Page 1 of 3

Zobrist keys - measure of quality?

Posted: Tue Feb 24, 2015 9:32 am
by mar
I always thought that one can't do better than using "truly" random keys (or at least using statistically good PRNG - read passing various statistical tests).
However as Steven showed recently (while working on Oscar) - even PRNG that fails some statistical tests is good enough for zobrist keys that just work.

So I tried to mesasure something else - given any two features (=keys) I measured maximum number of same bits.
In my case, I have 1049 keys (yes I know it's much more than necessary) and for my PRNG it was 50, for random numbers I got from random.org I got 49.
The average is obviously very close to 32 (half of my key size).
Then I used a brute force loop to try to improve and managed to reduce this so that no two features have more than 42 common bits,
with the idea that this should (in theory) lower the possibility of cancellation,
but one would have to conduct collision tests if this is indeed true (which I haven't).

Re: Zobrist keys - measure of quality?

Posted: Tue Feb 24, 2015 10:13 am
by Evert
I once looked at this briefly, and came to the conclusion that it doesn't really matter.

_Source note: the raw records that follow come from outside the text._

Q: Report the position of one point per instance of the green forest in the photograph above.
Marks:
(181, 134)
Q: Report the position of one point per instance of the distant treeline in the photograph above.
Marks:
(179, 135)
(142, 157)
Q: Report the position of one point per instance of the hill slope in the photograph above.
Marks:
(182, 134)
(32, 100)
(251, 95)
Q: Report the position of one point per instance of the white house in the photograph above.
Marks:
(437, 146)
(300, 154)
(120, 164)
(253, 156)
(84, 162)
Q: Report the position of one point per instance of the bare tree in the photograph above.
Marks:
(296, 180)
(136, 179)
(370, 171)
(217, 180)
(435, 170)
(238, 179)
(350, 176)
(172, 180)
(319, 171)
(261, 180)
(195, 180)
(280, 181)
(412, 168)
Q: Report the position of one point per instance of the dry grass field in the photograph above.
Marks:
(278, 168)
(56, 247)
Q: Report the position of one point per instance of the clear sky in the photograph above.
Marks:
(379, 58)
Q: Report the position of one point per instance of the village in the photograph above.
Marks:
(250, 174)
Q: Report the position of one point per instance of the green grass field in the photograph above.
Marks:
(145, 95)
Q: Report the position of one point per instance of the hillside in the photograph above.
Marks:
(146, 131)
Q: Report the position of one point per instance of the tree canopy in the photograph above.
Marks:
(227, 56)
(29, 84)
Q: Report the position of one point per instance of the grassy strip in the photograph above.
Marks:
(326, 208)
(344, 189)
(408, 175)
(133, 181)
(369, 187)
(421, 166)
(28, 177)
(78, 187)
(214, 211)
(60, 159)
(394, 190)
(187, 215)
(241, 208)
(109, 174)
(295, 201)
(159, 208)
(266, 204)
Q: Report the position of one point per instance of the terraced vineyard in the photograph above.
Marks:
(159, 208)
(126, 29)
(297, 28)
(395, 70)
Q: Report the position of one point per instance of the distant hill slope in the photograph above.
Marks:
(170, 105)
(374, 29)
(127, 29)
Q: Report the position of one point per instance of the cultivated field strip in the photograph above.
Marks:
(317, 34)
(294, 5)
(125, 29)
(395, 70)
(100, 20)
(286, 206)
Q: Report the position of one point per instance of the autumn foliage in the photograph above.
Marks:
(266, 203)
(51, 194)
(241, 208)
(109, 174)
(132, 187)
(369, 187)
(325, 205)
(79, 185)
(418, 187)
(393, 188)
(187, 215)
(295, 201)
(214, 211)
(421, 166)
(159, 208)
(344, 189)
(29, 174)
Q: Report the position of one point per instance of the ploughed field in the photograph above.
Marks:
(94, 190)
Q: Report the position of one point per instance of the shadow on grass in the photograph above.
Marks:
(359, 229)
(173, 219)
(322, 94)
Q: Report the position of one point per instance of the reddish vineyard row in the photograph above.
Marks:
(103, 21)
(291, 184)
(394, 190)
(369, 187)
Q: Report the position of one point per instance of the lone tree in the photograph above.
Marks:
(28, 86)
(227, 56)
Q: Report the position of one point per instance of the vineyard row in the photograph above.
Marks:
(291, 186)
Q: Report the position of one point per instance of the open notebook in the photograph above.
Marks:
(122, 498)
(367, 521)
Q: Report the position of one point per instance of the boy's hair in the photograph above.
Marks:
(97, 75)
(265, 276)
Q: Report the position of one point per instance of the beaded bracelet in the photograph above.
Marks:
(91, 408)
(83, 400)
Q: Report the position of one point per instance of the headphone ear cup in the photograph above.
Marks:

There is some discussion on the topic at https://chessprogramming.wikispaces.com/Zobrist+Hashing under "Linear independence".

Re: Zobrist keys - measure of quality?

Posted: Tue Feb 24, 2015 10:41 am
by hgm
mar wrote:..., with the idea that this should (in theory) lower the possibility of cancellation,
This theory has already been debunked here many times. E.g. with four 12-bit keys, 0xF00, 0x0F0, 0x00F and 0xFFF any pair has 8 out of 12 different (the 'Hamming distance'), while they are dependent. (The XOR of all of them is 0.) While a simple 1, 2, 4, 8 would have provided collision-free keys, while they would all have 10 bits in common.

In fact there exists an algorithm to generate a set of keys with maximum Hamming distance. This results in a set where any key is the XOR of 2 others. Which is absolutely the worst possible key set.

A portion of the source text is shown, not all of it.